Brockton can’t resist a real life investigation, as opposed to the more mundane activities back at the campus Bone Farm. Once he gets to Tallahassee to help St. Claire, the plot thickens along with the Florida back-country humidity.

A skull bearing the marks of blunt trauma is brought to FDLE’s lab in Tallahassee. Brockton has never met a skull he could ignore. He determines the sex, race, and age of the cranium, found in the vicinity of a notorious reform school for boys, destroyed in a fire decades ago in which eight boys and a guard died. Brockton and St. Claire are drawn to the site of the school like flies to a corpse.

The story really starts buzzing when a second skull turns up. Brockton, St. Claire, and her cigar-chomping boss Vickery soon find themselves hip-deep in digging up a dirty past that some are determined will be left buried.

In the “Author’s Note: Fact and Fiction,” in the back of the book, the writers emphasize that although The Bone Yard is a work of fiction, it is “deeply rooted in the soil of grim realities.” The realities that Brockton, Angie, and Vickery have to confront are grim, indeed. And though their dialog crackles with dark humor and sarcastic wit, the central theme of The Bone Yard is an indictment of the juvenile justice system.

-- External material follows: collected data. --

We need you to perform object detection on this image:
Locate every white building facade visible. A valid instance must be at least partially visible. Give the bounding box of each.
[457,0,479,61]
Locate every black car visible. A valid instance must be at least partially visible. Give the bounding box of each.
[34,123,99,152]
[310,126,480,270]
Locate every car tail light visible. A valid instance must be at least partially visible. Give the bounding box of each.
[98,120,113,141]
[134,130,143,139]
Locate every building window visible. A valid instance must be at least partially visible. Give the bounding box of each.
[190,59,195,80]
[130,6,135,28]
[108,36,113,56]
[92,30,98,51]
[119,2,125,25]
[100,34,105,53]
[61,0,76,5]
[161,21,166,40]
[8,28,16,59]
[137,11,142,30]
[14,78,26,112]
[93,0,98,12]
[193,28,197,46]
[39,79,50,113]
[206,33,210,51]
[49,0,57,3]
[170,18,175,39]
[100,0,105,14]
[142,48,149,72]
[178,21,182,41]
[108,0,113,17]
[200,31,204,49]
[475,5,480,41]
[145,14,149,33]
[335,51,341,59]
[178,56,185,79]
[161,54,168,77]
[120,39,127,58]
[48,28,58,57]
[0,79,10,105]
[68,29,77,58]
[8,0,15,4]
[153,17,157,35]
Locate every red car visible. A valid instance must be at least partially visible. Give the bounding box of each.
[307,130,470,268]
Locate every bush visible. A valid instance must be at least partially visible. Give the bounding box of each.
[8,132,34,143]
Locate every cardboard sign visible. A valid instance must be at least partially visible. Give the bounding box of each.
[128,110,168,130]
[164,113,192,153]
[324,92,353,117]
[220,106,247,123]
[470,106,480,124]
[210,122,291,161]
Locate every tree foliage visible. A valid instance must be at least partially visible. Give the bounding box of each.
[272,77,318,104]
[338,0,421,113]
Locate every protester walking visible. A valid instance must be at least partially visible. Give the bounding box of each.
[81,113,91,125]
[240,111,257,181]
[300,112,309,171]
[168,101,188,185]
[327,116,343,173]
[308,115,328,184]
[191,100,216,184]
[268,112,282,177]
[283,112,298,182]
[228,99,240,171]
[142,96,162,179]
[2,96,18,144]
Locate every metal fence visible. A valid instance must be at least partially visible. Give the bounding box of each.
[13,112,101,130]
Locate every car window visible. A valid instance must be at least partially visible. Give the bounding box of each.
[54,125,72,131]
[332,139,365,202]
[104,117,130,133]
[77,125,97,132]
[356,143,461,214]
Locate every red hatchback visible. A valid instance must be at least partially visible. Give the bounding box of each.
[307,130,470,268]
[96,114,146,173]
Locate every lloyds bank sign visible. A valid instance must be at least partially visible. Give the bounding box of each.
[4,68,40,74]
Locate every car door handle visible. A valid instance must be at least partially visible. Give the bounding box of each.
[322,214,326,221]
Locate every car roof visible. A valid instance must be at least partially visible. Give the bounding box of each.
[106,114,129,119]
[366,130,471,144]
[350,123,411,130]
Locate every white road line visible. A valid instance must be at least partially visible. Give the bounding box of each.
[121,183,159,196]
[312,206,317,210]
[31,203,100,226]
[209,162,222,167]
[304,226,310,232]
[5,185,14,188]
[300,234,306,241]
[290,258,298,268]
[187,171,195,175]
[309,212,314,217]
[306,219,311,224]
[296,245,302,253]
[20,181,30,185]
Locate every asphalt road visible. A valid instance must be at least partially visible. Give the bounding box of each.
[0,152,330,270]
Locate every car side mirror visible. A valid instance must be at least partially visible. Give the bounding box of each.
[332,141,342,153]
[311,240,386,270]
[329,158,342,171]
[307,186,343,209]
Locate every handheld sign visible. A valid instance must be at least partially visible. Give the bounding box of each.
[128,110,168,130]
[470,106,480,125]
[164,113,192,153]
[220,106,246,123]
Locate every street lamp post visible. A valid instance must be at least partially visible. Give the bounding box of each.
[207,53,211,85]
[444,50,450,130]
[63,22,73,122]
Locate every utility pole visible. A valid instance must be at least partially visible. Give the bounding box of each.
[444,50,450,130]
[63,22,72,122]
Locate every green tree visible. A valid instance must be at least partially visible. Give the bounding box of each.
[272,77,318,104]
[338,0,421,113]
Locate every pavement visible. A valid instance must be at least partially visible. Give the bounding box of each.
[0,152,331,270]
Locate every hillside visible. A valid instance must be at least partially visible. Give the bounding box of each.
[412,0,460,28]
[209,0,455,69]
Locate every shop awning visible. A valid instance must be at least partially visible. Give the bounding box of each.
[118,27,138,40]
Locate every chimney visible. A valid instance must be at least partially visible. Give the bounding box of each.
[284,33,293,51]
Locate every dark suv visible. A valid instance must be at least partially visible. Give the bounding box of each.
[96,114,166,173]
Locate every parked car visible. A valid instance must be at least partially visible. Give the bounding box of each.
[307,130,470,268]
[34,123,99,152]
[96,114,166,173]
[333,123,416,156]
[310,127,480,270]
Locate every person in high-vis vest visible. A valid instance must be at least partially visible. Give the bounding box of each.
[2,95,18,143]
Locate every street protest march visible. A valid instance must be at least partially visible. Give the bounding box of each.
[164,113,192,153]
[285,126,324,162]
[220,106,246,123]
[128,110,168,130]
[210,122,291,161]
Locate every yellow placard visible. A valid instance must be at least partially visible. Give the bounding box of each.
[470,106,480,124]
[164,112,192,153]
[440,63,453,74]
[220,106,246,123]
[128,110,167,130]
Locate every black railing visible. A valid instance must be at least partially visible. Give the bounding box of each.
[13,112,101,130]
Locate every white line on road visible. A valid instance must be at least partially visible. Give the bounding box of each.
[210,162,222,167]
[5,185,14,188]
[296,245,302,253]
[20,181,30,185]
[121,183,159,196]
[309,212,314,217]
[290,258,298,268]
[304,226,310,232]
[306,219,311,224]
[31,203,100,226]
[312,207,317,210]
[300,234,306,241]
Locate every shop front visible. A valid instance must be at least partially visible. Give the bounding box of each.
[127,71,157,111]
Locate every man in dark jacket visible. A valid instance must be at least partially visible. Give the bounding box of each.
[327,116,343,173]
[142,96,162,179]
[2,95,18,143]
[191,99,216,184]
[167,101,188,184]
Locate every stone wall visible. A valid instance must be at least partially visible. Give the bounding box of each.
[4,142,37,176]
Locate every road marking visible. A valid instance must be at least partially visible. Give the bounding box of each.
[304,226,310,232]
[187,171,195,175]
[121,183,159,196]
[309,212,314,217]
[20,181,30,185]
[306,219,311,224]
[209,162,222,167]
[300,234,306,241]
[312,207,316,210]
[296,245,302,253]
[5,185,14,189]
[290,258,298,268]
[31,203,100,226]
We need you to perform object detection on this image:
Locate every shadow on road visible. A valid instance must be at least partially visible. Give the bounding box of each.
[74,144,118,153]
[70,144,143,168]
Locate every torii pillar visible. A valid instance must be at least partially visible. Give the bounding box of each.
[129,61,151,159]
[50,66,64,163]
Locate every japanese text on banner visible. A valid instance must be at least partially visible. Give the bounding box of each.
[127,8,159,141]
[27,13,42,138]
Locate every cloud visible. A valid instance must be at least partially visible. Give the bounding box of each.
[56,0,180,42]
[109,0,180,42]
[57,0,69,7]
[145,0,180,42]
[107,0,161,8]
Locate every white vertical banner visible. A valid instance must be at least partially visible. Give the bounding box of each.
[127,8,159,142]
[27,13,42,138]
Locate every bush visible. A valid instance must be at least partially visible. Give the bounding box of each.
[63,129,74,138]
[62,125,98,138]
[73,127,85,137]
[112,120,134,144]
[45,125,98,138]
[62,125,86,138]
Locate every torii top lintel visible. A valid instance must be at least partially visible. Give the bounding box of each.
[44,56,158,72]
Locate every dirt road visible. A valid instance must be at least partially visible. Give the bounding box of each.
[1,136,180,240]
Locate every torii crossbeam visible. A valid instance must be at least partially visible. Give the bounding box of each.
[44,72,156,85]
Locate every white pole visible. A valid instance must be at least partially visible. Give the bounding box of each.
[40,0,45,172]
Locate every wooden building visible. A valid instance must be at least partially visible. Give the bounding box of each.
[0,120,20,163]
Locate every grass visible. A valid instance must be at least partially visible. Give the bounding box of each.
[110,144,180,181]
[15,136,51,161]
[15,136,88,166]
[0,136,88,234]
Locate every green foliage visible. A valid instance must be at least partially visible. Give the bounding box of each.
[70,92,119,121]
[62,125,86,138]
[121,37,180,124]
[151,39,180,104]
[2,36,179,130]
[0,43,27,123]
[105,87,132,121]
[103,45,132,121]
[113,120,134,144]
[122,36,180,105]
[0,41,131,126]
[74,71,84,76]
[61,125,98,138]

“If this book can do anything to raise awareness or vigilance—can do anything to help keep vulnerable boys from being abused by the very people and institutions entrusted with their care,” writes Jefferson Bass, “we’ll have done good work. ‘Light a candle but continue to curse the darkness,’ urges an idealistic character in this story. Amen and pass the matches.”